Então, em outro ponto do meu texto de 1997
estava escrito que a capacidade de contrato livre dos trabalhadores brasileiros
começa a ser ampliada a partir da lei nº62 de 1935, no processo de erguimento
da ideia da “Justiça do Trabalho”, durante – justamente – a ditadura do Getúlio
Vargas chamada de “Estado Novo”. Essa lei chamava-se “lei da despedida injusta”,
e foi ela, e sua experimentação nos formatos embrionários de juntas de
conciliação e julgamento e no formato experimental do Conselho Nacional do Trabalho,
ainda vinculado ao Ministério do Trabalho, Indústria e Comércio, essa lei que
fez deslanchar uma profusão de jurisprudências garantindo diversas
interpretações à estabilidade no emprego.
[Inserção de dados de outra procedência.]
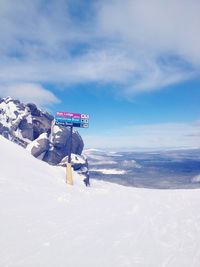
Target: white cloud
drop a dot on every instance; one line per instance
(165, 135)
(140, 45)
(29, 93)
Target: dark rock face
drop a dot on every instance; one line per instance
(35, 130)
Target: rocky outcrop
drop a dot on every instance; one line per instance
(35, 130)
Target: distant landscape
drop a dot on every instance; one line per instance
(175, 169)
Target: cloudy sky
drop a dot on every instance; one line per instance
(133, 65)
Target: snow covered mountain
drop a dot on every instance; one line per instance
(45, 222)
(35, 130)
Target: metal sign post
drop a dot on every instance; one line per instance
(71, 120)
(69, 178)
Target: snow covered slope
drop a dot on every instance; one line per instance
(44, 222)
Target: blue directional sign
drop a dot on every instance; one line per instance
(72, 119)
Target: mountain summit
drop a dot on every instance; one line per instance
(34, 129)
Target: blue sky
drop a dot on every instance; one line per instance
(133, 65)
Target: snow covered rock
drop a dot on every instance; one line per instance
(79, 164)
(35, 129)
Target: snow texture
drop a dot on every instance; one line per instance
(45, 222)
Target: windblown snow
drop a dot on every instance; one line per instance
(45, 222)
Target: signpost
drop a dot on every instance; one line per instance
(71, 120)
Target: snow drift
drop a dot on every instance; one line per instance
(44, 222)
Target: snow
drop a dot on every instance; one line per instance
(45, 222)
(35, 143)
(196, 179)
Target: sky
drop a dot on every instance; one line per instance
(132, 65)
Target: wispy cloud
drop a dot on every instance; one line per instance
(139, 45)
(29, 93)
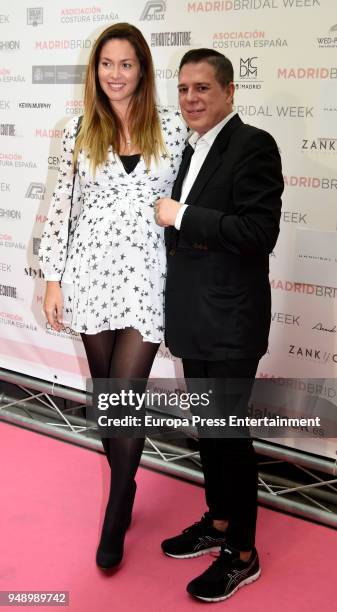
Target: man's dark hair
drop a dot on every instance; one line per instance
(223, 67)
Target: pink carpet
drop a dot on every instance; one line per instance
(51, 512)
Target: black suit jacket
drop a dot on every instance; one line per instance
(217, 301)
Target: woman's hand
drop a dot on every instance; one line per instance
(53, 304)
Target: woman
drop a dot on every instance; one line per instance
(109, 253)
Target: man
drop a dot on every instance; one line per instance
(222, 222)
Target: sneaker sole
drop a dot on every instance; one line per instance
(198, 553)
(223, 597)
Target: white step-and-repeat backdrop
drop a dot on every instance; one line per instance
(284, 54)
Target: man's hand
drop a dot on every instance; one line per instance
(166, 211)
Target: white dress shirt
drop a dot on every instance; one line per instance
(201, 146)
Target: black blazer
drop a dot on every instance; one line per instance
(217, 299)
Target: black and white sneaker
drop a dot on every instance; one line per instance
(198, 539)
(225, 576)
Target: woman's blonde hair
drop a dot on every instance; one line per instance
(101, 126)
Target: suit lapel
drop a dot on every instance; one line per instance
(213, 159)
(176, 190)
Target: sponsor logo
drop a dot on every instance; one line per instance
(53, 162)
(36, 191)
(9, 45)
(43, 133)
(292, 112)
(74, 107)
(58, 75)
(289, 216)
(73, 43)
(324, 328)
(7, 76)
(5, 267)
(248, 68)
(38, 105)
(307, 73)
(8, 291)
(248, 73)
(34, 16)
(87, 14)
(36, 245)
(15, 160)
(329, 40)
(248, 39)
(10, 213)
(166, 73)
(7, 129)
(40, 218)
(285, 318)
(171, 39)
(310, 182)
(327, 145)
(311, 354)
(33, 273)
(248, 5)
(154, 11)
(6, 240)
(15, 320)
(317, 290)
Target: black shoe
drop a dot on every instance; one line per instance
(198, 539)
(225, 576)
(110, 553)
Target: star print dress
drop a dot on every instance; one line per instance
(103, 243)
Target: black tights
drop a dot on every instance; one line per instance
(120, 353)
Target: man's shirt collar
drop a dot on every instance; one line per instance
(211, 135)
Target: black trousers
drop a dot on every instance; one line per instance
(229, 464)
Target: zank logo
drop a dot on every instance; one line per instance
(36, 191)
(248, 68)
(311, 354)
(320, 144)
(154, 11)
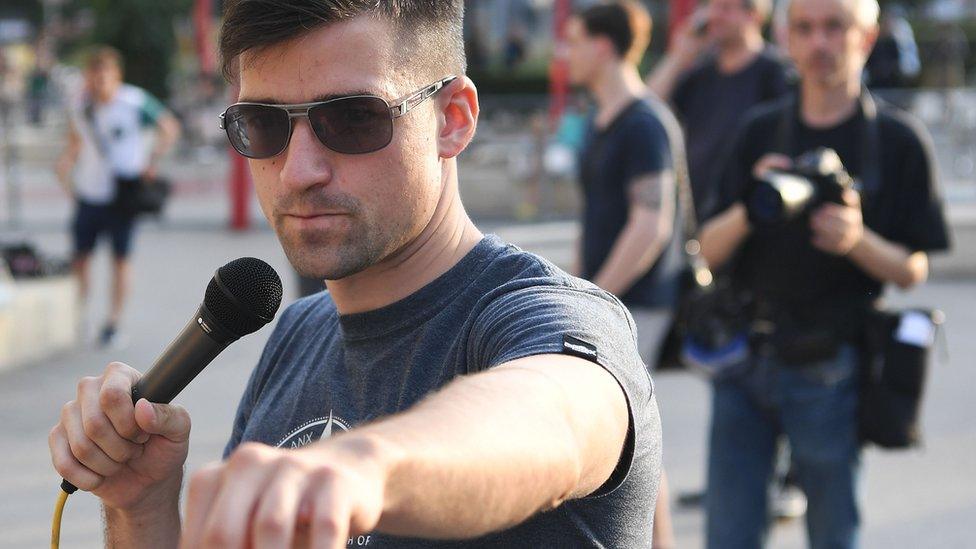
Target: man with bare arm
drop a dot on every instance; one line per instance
(448, 390)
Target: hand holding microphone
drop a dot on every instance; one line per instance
(130, 452)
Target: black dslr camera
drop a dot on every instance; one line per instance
(817, 177)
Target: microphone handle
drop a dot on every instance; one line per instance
(192, 350)
(189, 353)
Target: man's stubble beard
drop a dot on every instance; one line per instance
(338, 255)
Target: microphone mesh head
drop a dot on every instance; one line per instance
(244, 295)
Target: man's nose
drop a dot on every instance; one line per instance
(307, 160)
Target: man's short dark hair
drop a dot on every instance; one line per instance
(432, 30)
(103, 56)
(625, 23)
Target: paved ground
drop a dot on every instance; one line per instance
(921, 499)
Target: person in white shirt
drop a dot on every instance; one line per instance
(106, 154)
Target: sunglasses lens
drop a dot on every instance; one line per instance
(353, 125)
(257, 131)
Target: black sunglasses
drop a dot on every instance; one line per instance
(357, 124)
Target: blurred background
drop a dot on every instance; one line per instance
(517, 179)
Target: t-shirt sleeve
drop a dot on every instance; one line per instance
(680, 98)
(922, 226)
(774, 82)
(587, 323)
(150, 110)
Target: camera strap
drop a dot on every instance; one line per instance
(869, 172)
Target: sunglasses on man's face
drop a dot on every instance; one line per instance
(355, 124)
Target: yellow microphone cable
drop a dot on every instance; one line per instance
(66, 489)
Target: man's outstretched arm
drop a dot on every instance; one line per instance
(483, 454)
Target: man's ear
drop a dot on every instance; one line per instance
(457, 117)
(870, 38)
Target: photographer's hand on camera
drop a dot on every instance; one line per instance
(130, 456)
(838, 228)
(772, 161)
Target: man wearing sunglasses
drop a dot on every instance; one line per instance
(448, 390)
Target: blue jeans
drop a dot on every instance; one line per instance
(815, 406)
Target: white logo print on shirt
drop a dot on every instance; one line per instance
(313, 430)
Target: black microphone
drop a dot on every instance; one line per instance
(242, 297)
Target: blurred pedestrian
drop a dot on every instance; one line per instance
(629, 243)
(105, 156)
(807, 275)
(894, 61)
(718, 68)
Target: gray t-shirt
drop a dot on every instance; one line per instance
(322, 373)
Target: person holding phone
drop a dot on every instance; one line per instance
(719, 67)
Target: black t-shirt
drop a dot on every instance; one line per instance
(711, 105)
(634, 145)
(781, 267)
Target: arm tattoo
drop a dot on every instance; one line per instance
(648, 191)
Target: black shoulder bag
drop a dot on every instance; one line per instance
(133, 196)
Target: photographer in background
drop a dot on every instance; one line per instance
(809, 253)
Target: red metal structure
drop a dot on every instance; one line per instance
(558, 69)
(239, 179)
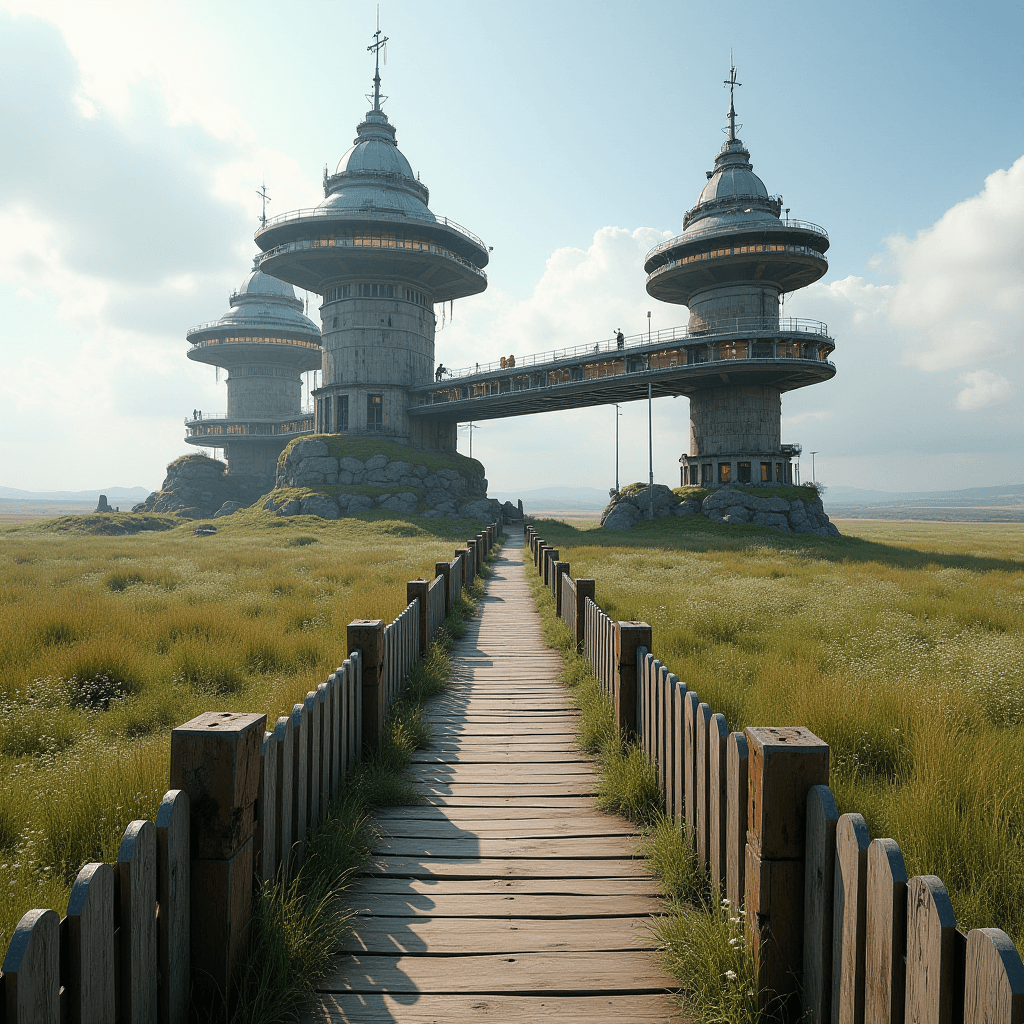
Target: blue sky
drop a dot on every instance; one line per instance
(571, 136)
Analisando decisões dos conselhos
regionais do trabalho da época e decisões do CNT acabei afirmando que o pico da capacidade de contrato dos
trabalhadores livres foi em 1941, depois disso as negociações em prol da
democracia e de pactos para viabiliza-la produziram o que seria a futura
Consolidação das Leis do Trabalho, a primeira versão em 1943, quando a
estabilidade já aparece contida pela hipótese de uma indenização em valores
monetários. Antes disso havia até interpretações sobre o lugar do trabalho,
individualmente considerado, tornar-se posse vitalícia do trabalhador após dez
anos ininterruptos trabalhados no mesmo local. É preciso entender que quando
surgir a lei nº62 de 1935 um número significativo de trabalhadores tinham dez
anos de trabalho na mesma empresa, esse grupo adquiriu essa estabilidade em
debate durante o período autoritário de Vargas.
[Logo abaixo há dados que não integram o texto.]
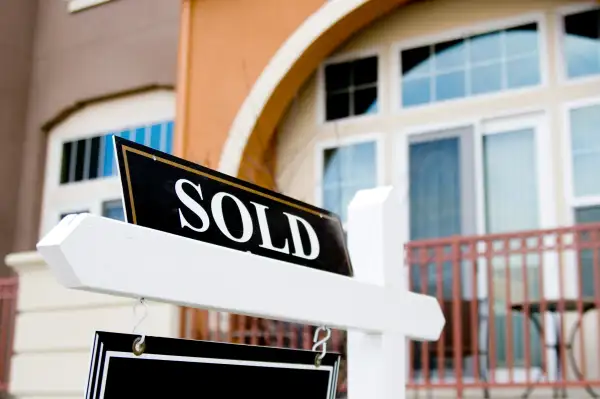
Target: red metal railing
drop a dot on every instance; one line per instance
(521, 313)
(8, 299)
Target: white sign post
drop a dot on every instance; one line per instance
(97, 254)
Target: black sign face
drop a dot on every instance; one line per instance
(166, 193)
(178, 368)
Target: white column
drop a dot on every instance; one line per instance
(377, 362)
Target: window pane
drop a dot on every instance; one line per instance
(480, 60)
(416, 62)
(94, 157)
(113, 210)
(582, 44)
(450, 55)
(523, 72)
(155, 133)
(109, 156)
(589, 273)
(522, 40)
(365, 101)
(510, 188)
(338, 106)
(450, 85)
(66, 162)
(79, 159)
(434, 172)
(486, 78)
(416, 91)
(485, 48)
(365, 71)
(125, 134)
(64, 215)
(332, 165)
(337, 76)
(510, 181)
(347, 169)
(585, 144)
(169, 138)
(435, 205)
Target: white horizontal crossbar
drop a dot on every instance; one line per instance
(97, 254)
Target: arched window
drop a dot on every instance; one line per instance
(81, 173)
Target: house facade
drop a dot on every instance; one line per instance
(484, 114)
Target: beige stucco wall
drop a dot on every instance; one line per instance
(55, 329)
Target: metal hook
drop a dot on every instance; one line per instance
(139, 344)
(321, 343)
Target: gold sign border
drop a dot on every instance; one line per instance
(127, 148)
(209, 176)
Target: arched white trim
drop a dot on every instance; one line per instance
(282, 62)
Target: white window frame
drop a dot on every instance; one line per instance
(560, 56)
(467, 31)
(79, 5)
(571, 201)
(93, 120)
(493, 124)
(322, 146)
(321, 93)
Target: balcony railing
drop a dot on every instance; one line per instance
(522, 314)
(521, 311)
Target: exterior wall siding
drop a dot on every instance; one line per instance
(55, 328)
(116, 47)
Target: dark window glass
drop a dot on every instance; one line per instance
(582, 43)
(94, 157)
(79, 159)
(351, 88)
(91, 158)
(66, 162)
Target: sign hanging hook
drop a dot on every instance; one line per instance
(321, 343)
(139, 344)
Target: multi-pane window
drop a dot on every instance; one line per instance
(585, 150)
(94, 157)
(581, 43)
(442, 203)
(584, 125)
(351, 88)
(480, 64)
(346, 170)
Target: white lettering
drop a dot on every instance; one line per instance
(192, 205)
(216, 206)
(263, 226)
(296, 239)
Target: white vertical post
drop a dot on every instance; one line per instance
(377, 362)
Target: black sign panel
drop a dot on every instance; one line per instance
(177, 368)
(170, 194)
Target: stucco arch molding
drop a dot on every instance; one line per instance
(293, 63)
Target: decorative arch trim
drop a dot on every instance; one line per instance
(325, 30)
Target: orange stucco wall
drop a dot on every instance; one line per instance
(229, 43)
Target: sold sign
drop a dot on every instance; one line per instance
(167, 193)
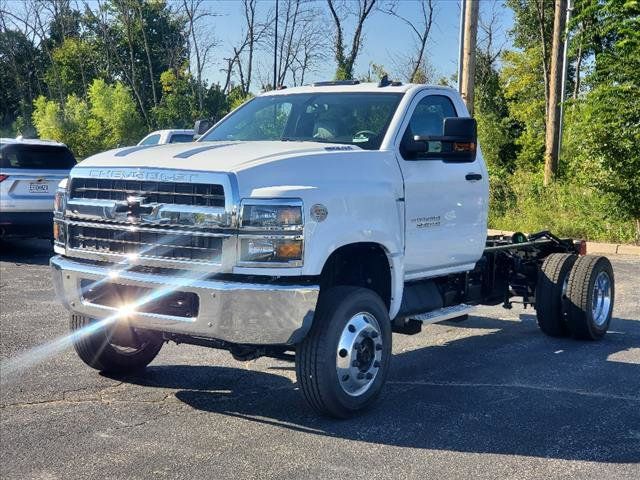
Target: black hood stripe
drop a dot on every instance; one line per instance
(195, 151)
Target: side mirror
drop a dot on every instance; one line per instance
(457, 144)
(200, 127)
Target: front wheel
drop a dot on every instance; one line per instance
(343, 362)
(113, 349)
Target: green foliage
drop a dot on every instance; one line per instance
(108, 119)
(114, 116)
(73, 67)
(236, 98)
(523, 83)
(566, 208)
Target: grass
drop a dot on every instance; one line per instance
(519, 202)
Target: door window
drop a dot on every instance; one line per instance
(427, 119)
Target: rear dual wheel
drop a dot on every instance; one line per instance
(574, 296)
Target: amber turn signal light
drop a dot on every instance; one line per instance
(289, 249)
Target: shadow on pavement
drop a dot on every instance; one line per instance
(26, 251)
(506, 389)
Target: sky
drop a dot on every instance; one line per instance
(386, 39)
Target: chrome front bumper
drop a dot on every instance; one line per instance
(237, 312)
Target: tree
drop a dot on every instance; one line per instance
(552, 140)
(301, 41)
(201, 42)
(608, 124)
(339, 12)
(107, 119)
(418, 70)
(242, 61)
(532, 29)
Vamos dar uma olhada na Wikipédia, sobre
o Getúlio Vargas: “Foi presidente do
Brasil em dois períodos. O primeiro período foi de 15 anos ininterruptos, de
1930 até 1945, e dividiu-se em 3 fases: de 1930 a 1934, como chefe do
"Governo Provisório"; de 1934 até 1937 como presidente da república
do Governo Constitucional, tendo sido eleito presidente da república pela
Assembleia Nacional Constituinte de 1934; e, de 1937 a 1945, como
presidente-ditador, durante o Estado Novo implantado após um golpe de estado. No
segundo período, em que foi eleito por voto direto, Getúlio governou o Brasil
como presidente da república, por 3 anos e meio: de 31 de janeiro de 1951 até
24 de agosto de 1954, quando se suicidou”.
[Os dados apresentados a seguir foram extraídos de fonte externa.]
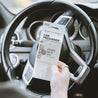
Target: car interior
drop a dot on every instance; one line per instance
(19, 38)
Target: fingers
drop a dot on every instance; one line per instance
(62, 66)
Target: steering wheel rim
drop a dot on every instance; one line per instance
(49, 4)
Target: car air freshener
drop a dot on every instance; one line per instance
(37, 78)
(48, 50)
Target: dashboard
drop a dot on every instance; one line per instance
(30, 29)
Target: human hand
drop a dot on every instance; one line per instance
(59, 81)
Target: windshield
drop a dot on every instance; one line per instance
(16, 5)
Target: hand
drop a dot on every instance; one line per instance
(59, 81)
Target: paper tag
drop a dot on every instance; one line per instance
(27, 73)
(48, 50)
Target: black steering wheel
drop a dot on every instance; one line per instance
(69, 12)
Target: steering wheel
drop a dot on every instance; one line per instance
(69, 12)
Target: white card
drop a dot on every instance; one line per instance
(48, 50)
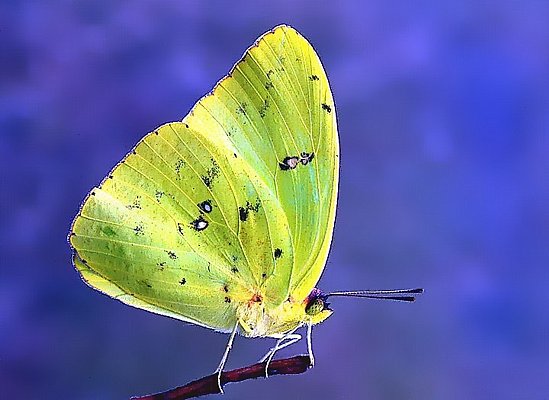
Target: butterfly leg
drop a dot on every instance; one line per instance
(284, 341)
(310, 344)
(219, 369)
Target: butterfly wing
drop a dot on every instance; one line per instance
(200, 217)
(285, 111)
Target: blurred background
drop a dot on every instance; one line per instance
(444, 122)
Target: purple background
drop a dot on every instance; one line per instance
(443, 114)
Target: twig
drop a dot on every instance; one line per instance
(208, 384)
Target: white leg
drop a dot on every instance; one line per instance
(285, 341)
(310, 344)
(219, 369)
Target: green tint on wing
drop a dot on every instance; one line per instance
(165, 228)
(205, 214)
(276, 103)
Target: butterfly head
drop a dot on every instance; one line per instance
(317, 306)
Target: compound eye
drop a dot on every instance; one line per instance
(315, 306)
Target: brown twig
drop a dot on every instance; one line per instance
(208, 384)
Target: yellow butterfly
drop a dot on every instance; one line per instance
(225, 219)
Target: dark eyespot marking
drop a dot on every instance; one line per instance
(136, 203)
(107, 230)
(199, 224)
(306, 158)
(138, 230)
(243, 213)
(206, 206)
(161, 265)
(289, 162)
(211, 174)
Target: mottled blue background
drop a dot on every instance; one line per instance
(444, 118)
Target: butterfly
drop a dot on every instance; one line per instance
(225, 219)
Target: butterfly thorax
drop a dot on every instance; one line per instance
(257, 319)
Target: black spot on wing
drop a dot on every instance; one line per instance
(289, 162)
(211, 174)
(206, 206)
(161, 265)
(326, 108)
(199, 224)
(243, 213)
(306, 158)
(241, 109)
(135, 205)
(171, 254)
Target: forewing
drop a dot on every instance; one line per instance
(277, 104)
(201, 216)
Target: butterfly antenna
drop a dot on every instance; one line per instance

Então, foi no tal “governo provisório”
que produziram a invenção da lei 62 de 35, depois foi no período autoritário do
tal “presidente-ditador” que começaram as experiências com essa lei nos
conselhos estaduais e nacional da justiça do trabalho em formação, e foi quando
essa ditadura é enfrentada para ser transformada em um pacto democrático que
essa lei começa a sofrer restrições, em sua interpretação jurisprudencial
(ainda que fosse em caráter experimental, já que a tal justiça do trabalho era
uma elaboração embrionária e dentro do executivo, mas reunindo em seu formato
juristas de notório saber, que viriam
a organizar a primeira CLT de 1943). Entendeu, Zeferina? Os autoritários do
período da ditadura do Estado Novo queriam defender a estabilidade no emprego
para os trabalhadores brasileiros. Eles sonhavam em construir, por meio de um “exército
disciplinado de uma elite unificada” uma nova dignidade para o povo brasileiro,
para retira-lo tanto da condição de alforriados,
quanto da condição de ingênuos e
abandonar, com essa cooperação nacional organizada, os registros oriundos da
escravidão negra.
Hoje o Yuval Noah Harari pode defender
calmamente essa ideia, da gerência centralizada de um modo disciplinador em
larga escala, mas agora referindo-se aos grandes gerentes do grande capital
mundial. Eles podem, Hollywood deixa, respeita e representa, como elite
unificada que é. Nós temos que ficar
aqui, atordoados, hordas desorganizadas esperando uma democracia qualquer,
imprecisa, indefinida. Nós, ingênuos.
Mas é carnaval, Táta, e eu vou cair na
cerveja artesanal: pouca, cara e boa.